Luego que vimos muerto a nuestro amo, la señora Jacinta, Inesilla y yo comenzamos un concierto de fúnebres alaridos, y tales que se oyeron on toda la vecindad. La beata, sobre todo, que tenía mayor motivo para estar alegre, levantaba el grito con lamentos tan funestos que parecía la mujer más afligida del mundo. En un instante se llenó la casa de gente, atraída más de curiosidad que de compasión. Los parientes del difunto se presentaron también muy pronto, y hallaron tan desconsolada a la beata que se persuadieron que el canónigo había muerto ab intestato. Pero tardó poco en abrirse a presencia de todos el testamento, dispuesto con las formalidades necesarias; y cuando vieron que el testador dejaba las mejores alhajas a la señora Jacinta y a la niña, pronunciaron una oración fúnebre del canónigo poco decorosa a su memoria, motejando al mismo tiempo a la beata, sin olvidarme a mí, que verdaderamente lo merecía. El licenciado —¡en paz sea su alma!—, para obligarme a que no me olvidase de él en toda mi vida, se explicaba así en el artículo del testamento que hablaba conmigo: «ítem, por cuanto Gil Blas es un mozo que tiene algún baño de literatura, para que acabe de perfeccionarse y se haga hombre sabio, le dejo mi librería con todos los libros y manuscritos, sin exceptuar ninguno».
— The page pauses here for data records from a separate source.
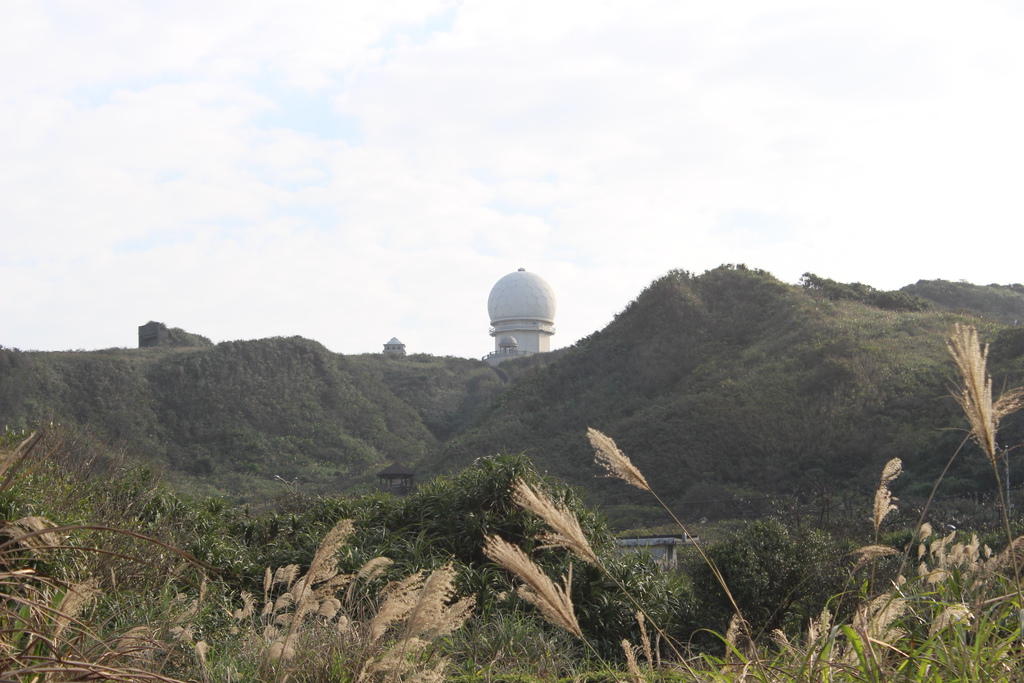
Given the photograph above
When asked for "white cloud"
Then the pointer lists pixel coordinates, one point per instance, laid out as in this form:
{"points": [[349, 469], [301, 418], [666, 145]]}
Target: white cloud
{"points": [[359, 170]]}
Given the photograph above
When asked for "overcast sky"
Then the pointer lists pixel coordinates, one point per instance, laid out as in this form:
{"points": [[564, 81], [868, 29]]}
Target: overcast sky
{"points": [[349, 171]]}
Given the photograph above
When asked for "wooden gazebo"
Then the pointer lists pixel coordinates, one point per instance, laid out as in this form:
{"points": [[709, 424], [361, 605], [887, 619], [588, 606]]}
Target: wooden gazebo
{"points": [[396, 479]]}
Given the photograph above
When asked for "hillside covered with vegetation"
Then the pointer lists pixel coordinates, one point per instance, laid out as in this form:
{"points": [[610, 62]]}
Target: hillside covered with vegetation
{"points": [[741, 393], [249, 418]]}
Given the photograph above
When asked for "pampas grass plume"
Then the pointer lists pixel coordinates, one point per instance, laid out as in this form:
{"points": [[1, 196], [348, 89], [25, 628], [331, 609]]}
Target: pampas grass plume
{"points": [[614, 461]]}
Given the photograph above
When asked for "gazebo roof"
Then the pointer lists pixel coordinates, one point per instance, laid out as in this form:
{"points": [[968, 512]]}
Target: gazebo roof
{"points": [[396, 470]]}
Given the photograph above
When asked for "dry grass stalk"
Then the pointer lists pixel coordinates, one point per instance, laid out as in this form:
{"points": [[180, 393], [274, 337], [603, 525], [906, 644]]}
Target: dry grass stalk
{"points": [[631, 662], [325, 562], [567, 534], [975, 394], [614, 461], [645, 639], [401, 597], [553, 600], [432, 616], [870, 553], [951, 614], [883, 497], [75, 599]]}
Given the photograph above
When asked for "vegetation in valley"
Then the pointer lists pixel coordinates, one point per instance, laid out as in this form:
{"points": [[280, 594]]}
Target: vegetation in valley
{"points": [[494, 573], [745, 395]]}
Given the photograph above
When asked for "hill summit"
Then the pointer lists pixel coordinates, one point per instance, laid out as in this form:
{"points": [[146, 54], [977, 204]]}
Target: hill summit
{"points": [[727, 388]]}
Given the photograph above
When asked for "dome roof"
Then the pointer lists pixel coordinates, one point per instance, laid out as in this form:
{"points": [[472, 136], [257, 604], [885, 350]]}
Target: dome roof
{"points": [[521, 295]]}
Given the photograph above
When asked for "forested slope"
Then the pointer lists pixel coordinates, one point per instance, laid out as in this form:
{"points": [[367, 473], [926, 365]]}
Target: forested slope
{"points": [[235, 417], [729, 389], [731, 386]]}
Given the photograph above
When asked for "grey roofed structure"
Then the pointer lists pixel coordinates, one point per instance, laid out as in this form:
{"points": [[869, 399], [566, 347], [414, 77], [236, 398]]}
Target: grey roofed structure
{"points": [[395, 347], [660, 548], [153, 334]]}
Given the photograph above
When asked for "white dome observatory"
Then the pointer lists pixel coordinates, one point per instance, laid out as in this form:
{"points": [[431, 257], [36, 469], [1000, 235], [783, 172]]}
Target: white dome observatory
{"points": [[522, 315]]}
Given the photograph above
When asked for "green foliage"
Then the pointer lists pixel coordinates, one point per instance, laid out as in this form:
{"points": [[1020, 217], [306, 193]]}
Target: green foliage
{"points": [[899, 300], [1001, 302], [231, 418], [778, 577], [733, 389]]}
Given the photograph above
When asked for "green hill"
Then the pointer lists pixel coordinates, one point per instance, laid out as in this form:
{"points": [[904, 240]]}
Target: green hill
{"points": [[240, 417], [736, 393]]}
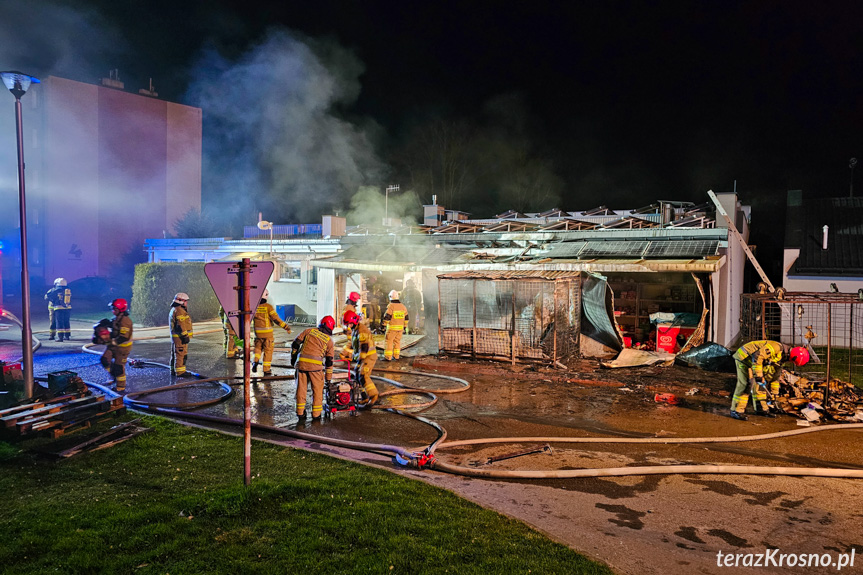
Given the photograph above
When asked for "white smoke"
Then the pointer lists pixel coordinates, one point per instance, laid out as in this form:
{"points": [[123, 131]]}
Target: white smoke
{"points": [[370, 205], [275, 140]]}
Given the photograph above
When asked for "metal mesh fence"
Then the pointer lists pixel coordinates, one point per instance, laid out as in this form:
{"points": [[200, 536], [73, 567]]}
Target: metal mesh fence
{"points": [[510, 319], [830, 325]]}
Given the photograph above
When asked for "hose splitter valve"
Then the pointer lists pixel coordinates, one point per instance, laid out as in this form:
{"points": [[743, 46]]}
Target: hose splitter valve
{"points": [[418, 460]]}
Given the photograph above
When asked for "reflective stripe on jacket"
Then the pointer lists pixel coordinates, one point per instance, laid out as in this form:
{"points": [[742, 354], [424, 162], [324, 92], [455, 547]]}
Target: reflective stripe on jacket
{"points": [[396, 317], [265, 317], [179, 322], [316, 351], [758, 354]]}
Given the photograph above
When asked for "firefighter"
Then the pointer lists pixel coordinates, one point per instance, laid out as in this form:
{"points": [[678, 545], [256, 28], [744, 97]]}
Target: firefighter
{"points": [[756, 361], [231, 349], [395, 321], [361, 351], [181, 333], [119, 346], [312, 356], [265, 317], [413, 300], [59, 309], [352, 304]]}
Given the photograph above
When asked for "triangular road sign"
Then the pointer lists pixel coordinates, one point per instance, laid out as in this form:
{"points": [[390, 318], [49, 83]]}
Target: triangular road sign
{"points": [[225, 278]]}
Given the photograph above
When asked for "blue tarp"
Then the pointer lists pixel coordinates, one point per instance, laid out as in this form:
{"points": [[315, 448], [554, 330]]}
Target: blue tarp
{"points": [[595, 303]]}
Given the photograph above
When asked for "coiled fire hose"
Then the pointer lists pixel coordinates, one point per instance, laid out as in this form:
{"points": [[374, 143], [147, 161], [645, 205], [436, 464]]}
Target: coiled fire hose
{"points": [[426, 458]]}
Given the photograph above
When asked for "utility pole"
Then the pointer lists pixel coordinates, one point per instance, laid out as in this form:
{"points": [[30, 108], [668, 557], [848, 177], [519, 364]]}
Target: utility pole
{"points": [[391, 188]]}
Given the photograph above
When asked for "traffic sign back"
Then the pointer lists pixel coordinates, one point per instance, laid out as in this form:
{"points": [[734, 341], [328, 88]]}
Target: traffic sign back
{"points": [[225, 278]]}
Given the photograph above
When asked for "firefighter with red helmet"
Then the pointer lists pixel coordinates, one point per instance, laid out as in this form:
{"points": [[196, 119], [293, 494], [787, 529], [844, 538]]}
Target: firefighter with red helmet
{"points": [[180, 324], [362, 352], [758, 361], [119, 343], [312, 356], [396, 321], [265, 317], [352, 304]]}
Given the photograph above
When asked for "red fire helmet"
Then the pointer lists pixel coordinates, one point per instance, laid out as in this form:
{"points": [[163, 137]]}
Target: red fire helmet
{"points": [[350, 318], [800, 356]]}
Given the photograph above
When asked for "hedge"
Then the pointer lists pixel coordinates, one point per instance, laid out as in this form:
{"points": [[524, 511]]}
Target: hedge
{"points": [[156, 284]]}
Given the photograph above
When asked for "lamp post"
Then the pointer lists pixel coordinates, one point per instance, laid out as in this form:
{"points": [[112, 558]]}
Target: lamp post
{"points": [[18, 83], [265, 225], [387, 204]]}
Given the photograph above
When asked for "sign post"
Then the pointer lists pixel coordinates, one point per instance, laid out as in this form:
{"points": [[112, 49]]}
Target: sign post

No sabía yo dónde podía estar la tal soñada librería, porque en ninguna parte de la casa la había visto jamás. Sólo había sobre una tabla en el cuarto del canónigo cinco o seis libros con algún legajo de papeles, y los tales libros no podían servirme para nada. Uno se titulaba El cocinero perfecto; otro trataba De la indigestión y del modo de curarla; los demás eran las cuatro partes del Breviario, medio roídas de la polilla. En cuanto a los manuscritos, el más curioso era todos los autos de un pleito que había seguido el canónigo para conseguir la prebenda. Después que examiné mi legado con mayor atención de la que él se merecía, se lo cedí a los parientes del difunto, que tanto me lo habían envidiado. Entregúeles también el vestido que tenía a cuestas y volví a tomar el mío, contentándome con que me pagasen mi salario, y fuíme a buscar otra conveniencia. Por lo que toca a la señora Jacinta, además del dinero y alhajas que el canónigo le había dejado, se levantó con otras muchas cosas que ocultamente había depositado en su buen amigo durante la enfermedad del difunto.